The Chevy rattled like it had crawled straight out of a scrapyard, but under Kerr’s hand it moved like it owned the road. The paint was chipped to hell, the passenger door had a dent big enough to swallow a knee, and the muffler was so loud it made the neighbours’ dogs bark three streets over. But that was the point. Kerr didn’t drive quiet. He didn’t live quiet.
The subs in the back were cranked until the bass became a living thing — vibrating up from the floorboards, through spines, into teeth, rattling the air in their chests like a second heartbeat. The track was pure aggression, something with a beat that made the whole truck feel like it was breathing in time with it.
The cab was cold from the wind tearing through open windows. {{user}} sat in the passenger seat, hair whipping and tangling around their face, one knee drawn up slightly, shoulder brushing Kerr’s arm every time they hit a curve. Kerr kept his eyes on the road, but he noticed. He noticed everything.
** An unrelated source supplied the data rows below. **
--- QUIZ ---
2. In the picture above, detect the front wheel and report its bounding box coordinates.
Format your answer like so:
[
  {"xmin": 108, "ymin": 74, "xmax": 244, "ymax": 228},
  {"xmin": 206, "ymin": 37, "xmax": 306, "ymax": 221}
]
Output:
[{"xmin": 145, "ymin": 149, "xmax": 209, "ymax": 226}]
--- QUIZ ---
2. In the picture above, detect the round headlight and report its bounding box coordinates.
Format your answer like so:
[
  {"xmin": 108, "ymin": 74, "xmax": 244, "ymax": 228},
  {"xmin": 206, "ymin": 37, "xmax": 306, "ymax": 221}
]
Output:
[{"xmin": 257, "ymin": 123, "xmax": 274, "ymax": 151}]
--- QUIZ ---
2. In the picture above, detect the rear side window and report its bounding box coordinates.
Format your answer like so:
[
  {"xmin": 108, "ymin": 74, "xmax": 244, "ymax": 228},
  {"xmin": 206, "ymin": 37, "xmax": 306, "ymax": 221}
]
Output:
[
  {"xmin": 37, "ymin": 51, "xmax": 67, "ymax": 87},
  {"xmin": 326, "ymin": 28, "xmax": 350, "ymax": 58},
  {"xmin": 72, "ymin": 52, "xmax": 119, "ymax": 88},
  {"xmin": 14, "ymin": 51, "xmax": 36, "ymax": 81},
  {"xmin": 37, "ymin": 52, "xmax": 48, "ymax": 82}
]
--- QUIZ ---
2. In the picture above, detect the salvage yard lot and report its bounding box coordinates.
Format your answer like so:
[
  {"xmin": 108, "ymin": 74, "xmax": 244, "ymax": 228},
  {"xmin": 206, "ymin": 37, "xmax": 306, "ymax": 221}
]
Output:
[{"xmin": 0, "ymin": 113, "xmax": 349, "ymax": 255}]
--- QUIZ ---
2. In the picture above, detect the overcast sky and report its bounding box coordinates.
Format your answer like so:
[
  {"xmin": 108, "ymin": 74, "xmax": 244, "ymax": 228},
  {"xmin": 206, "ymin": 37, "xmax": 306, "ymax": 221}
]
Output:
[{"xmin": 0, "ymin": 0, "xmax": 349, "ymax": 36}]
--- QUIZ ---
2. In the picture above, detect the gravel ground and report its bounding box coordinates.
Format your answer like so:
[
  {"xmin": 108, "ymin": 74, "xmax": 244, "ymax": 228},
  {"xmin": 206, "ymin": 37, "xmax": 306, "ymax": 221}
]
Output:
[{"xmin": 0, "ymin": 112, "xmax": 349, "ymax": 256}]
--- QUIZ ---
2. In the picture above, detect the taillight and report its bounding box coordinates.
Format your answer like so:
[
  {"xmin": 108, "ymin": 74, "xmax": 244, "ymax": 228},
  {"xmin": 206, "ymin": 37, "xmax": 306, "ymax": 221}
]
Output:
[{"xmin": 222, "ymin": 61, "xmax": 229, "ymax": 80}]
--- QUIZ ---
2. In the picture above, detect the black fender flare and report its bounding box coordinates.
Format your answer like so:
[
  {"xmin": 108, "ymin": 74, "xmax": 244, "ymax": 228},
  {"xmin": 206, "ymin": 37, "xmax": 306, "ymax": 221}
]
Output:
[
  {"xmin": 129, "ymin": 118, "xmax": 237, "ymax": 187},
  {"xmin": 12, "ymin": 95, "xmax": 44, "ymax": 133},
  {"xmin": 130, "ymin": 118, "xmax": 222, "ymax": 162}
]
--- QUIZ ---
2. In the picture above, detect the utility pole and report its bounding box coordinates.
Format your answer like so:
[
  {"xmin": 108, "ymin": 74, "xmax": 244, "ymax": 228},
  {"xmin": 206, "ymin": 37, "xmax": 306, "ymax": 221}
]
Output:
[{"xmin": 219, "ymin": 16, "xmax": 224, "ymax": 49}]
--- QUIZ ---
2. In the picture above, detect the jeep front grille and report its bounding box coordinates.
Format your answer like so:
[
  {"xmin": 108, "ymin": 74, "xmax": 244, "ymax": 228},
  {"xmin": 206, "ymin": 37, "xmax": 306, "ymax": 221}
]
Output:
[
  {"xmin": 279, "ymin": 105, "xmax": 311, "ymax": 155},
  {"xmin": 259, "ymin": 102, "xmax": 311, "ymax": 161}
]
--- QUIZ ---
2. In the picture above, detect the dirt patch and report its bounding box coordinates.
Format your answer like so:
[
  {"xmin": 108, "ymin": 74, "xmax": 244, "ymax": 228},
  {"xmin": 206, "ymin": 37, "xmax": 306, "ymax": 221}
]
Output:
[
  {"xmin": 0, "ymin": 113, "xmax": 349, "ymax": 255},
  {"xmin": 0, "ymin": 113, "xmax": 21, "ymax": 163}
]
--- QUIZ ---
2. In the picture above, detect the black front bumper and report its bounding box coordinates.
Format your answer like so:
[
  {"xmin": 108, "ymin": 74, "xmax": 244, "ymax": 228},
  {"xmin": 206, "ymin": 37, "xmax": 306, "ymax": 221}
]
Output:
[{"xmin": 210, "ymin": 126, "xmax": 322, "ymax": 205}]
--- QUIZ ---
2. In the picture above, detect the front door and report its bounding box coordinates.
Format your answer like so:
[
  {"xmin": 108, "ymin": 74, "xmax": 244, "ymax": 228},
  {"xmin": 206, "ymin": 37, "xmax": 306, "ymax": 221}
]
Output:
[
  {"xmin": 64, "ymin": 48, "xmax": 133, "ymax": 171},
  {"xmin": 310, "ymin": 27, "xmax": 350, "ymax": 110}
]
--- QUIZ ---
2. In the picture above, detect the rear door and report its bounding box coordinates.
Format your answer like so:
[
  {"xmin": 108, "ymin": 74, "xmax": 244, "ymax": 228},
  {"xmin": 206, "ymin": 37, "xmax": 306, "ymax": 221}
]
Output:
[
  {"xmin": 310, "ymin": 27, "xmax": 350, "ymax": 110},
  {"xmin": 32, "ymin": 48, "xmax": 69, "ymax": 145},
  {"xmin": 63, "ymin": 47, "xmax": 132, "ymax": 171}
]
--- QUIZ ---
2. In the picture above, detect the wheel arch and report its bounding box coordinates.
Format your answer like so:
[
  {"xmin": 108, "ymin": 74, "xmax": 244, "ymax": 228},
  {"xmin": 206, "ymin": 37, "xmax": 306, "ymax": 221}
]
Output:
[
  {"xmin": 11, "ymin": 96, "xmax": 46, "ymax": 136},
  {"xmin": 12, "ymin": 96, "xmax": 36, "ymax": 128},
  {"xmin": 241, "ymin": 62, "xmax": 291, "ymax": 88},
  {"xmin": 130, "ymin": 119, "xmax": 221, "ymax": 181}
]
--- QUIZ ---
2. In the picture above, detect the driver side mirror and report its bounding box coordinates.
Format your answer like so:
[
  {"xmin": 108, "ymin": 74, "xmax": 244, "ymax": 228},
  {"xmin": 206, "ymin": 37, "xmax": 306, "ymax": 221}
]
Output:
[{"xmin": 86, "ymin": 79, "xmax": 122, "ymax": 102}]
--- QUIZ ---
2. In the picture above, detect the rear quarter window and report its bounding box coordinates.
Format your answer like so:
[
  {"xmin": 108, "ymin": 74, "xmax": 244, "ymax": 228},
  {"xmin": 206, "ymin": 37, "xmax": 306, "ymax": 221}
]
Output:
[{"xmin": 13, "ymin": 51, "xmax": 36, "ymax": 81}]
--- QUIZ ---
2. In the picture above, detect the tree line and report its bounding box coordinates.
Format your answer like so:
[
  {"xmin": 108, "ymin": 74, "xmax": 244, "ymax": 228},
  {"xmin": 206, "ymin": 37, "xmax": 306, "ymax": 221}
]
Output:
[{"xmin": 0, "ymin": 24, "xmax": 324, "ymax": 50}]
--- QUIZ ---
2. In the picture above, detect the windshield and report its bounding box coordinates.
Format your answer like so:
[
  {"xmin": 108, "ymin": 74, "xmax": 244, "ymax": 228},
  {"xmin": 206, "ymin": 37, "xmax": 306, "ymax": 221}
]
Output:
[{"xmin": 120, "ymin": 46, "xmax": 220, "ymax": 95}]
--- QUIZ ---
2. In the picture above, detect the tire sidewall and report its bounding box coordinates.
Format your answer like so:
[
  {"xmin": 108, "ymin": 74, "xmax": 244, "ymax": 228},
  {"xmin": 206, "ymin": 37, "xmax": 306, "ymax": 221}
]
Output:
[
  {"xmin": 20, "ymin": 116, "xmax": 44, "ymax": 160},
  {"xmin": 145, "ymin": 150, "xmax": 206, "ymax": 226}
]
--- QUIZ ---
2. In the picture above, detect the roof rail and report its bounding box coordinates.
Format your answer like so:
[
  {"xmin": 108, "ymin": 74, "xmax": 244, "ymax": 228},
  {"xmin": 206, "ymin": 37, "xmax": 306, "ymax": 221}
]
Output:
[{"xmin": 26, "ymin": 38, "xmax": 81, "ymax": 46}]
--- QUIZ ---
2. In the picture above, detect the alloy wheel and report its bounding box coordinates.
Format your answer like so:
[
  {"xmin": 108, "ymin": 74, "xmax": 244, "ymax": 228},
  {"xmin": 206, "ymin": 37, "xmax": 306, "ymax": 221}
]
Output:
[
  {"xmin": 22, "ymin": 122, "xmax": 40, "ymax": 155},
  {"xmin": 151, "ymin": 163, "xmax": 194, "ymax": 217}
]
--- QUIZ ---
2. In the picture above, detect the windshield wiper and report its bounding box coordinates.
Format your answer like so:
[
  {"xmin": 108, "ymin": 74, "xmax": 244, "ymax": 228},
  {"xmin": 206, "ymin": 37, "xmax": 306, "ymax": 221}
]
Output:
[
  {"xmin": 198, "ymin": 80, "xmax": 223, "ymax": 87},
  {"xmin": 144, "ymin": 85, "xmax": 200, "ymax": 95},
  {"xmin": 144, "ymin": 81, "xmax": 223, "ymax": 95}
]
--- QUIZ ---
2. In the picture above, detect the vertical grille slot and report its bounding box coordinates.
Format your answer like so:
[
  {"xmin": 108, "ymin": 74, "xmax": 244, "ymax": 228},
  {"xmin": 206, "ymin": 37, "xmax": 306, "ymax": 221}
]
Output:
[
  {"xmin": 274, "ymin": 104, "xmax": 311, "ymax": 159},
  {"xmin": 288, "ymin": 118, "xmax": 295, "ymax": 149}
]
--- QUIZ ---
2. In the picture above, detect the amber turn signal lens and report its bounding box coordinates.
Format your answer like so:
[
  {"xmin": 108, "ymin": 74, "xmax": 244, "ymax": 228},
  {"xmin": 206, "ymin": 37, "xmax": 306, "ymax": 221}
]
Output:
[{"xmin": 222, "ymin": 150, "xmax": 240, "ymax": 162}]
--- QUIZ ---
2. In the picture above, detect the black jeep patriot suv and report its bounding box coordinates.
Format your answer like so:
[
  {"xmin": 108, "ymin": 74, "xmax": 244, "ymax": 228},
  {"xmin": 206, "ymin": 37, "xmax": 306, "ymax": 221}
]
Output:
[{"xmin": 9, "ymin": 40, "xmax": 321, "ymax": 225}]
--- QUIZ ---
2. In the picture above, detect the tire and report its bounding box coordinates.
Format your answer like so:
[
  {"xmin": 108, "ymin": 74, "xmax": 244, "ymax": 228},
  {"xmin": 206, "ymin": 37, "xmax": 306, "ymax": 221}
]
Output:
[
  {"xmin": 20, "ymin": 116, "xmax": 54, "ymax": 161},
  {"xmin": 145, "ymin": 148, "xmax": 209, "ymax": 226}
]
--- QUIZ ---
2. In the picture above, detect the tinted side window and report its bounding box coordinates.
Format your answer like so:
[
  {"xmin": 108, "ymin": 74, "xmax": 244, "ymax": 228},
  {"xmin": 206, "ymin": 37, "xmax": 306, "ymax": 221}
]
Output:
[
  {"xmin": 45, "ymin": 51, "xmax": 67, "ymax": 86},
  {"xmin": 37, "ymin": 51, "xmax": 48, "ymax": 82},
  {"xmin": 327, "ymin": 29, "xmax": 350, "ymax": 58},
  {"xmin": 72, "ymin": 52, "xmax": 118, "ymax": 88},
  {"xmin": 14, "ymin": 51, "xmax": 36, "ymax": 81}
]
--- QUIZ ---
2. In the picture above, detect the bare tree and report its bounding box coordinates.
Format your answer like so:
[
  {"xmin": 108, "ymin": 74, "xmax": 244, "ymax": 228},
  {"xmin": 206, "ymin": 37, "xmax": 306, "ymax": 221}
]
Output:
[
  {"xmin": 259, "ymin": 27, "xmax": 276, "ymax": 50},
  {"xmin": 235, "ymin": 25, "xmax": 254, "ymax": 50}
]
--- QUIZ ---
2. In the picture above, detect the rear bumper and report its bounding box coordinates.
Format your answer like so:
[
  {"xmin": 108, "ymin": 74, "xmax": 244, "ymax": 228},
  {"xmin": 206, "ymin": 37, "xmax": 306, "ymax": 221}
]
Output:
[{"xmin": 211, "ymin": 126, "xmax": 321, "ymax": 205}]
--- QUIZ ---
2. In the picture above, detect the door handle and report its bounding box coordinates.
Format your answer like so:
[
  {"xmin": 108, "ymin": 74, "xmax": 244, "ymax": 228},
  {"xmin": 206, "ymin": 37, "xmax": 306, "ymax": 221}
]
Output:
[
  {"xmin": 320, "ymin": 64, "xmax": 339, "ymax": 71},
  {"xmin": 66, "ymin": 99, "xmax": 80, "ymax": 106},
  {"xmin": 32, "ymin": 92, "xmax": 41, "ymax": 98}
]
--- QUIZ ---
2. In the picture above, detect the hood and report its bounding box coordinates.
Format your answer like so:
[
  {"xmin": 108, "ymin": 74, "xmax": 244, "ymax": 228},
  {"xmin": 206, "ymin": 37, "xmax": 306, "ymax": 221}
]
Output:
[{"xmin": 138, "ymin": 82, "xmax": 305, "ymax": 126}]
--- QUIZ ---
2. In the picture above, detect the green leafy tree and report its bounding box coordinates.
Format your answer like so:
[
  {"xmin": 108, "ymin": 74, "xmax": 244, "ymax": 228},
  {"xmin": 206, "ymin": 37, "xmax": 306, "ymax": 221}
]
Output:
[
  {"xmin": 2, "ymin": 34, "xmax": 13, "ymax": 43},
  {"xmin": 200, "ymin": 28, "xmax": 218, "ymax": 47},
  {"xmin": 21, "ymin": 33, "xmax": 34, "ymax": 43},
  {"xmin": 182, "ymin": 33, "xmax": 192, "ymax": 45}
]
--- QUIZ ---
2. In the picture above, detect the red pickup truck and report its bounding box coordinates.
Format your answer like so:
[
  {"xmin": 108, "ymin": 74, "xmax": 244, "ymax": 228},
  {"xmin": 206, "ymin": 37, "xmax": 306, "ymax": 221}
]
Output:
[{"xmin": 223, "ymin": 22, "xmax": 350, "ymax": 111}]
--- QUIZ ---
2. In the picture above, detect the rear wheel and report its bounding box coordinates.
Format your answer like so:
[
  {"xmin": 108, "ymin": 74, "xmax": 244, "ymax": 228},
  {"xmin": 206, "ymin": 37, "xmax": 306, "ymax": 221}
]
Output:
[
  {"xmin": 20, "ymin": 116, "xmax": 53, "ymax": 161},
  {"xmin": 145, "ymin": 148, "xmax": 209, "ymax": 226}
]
In the backseat, his mates were sprawled out in reckless comfort. Archie was half-hanging out the window with a cigarette, sparks trailing into the night as they sped along. Euan had a half-finished Coors between his knees, his head tipped back to yell along with the music even though no one could hear him over the bass. An empty beer can rolled with every swerve, clinking against the metal seat base.
The air inside was a cocktail of beer, cigarette smoke, and the faint chemical tang of whatever Kerr had been dealing earlier that day. It clung to the denim of his jacket, to the worn leather of the steering wheel, to the black hoodie {{user}} had seen him in a hundred times.
They hit a stretch of road with no lights, just the dim glow of the dash painting Kerr’s sharp profile in green. The sea was somewhere to the left — they could smell the salt, could feel the air dampen as they got closer. Kerr’s hand rested loose over the wheel, the other tapping against his thigh in time with the beat. He looked like someone who could hold the night in his palm if he wanted to.
Behind them, Archie hollered something and Euan laughed so hard the truck swayed. Beer sloshed over onto the floor. Kerr didn’t even glance back — just smirked to himself and let the Chevy growl faster, the speedometer edging up.